An aircraft is flying horizontally at a constant height of 400 ft above a fixed observational point..
At a certain instant the speed of the aircraft is 300 mph and the angle of elevation (fata) is 30 degrees and decreasing. How fast is (fata) decreasing at this instant?
The 400ft is the vertical distance (y) between the observer and the aircraft. As the aircraft fly away from the observer, the horizontal distance (x) between the observer and the aircraft increases. As x increases, the angle of elevation (`theta` ) decreases.
The above conditions can be described using a triangle at a certain time. Please see figure below.
When `theta` is 30, the horizontal distance can be determined using the tangent function.
`tan theta = y / x`
Substitute value of `theta` and y.
`tan 30 = 400/x`
So the horizontal distance is `400sqrt3` ft.
To determine the rate of `theta` at the time when theta is `30^o` , take the derivative of tangent function with respect to time (t).

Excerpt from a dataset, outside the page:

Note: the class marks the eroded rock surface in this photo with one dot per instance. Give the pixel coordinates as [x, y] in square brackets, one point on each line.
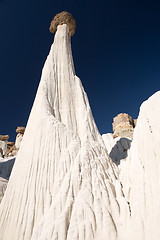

In taking the derivative, note that y is a constant.
`d/(dt) (tan theta)=d/dt(y/x)`
`d/(dt) (tan theta)=yd/dt(x^(-1))`
`sec^2theta *(d theta)/(dt)=y(-x^-2)*(dx)/(dt)`
`sec^2theta *(d theta)/(dt)=-y/x^2 *(dx)/(dt)`
Then, isolate `(d theta)/(dt)` .
`(d theta)/(dt)= -y/(x^2sec^2theta)*(dx)/(dt)`
`(d theta)/(dt)=-(ycos^2theta)/x^2 *(dx)/(dt)`
Note that dx/dt is the instantaneous speed of the aircraft when theta=30. So `(dx)/(dt) = 300` mi/hr.
Then, convert the unit of the speed to ft/hr in order to be consistent with the unit of x and y.
`(dx)/(dt) = 300 (mi)/(hr) * (5280 ft)/(1mi) = 15840000 (ft)/(hr)`
And then, substitute the values of x,y `theta` , and `(dx)/(dt)` to determine the rate of the angle of elevation.
`(d theta)/(dt)= -(400cos^2 30)/((400sqrt3)^2)*15840000`
Hence, when `theta=30` , the angle of elevation is decreasing at 9900 degree per hour.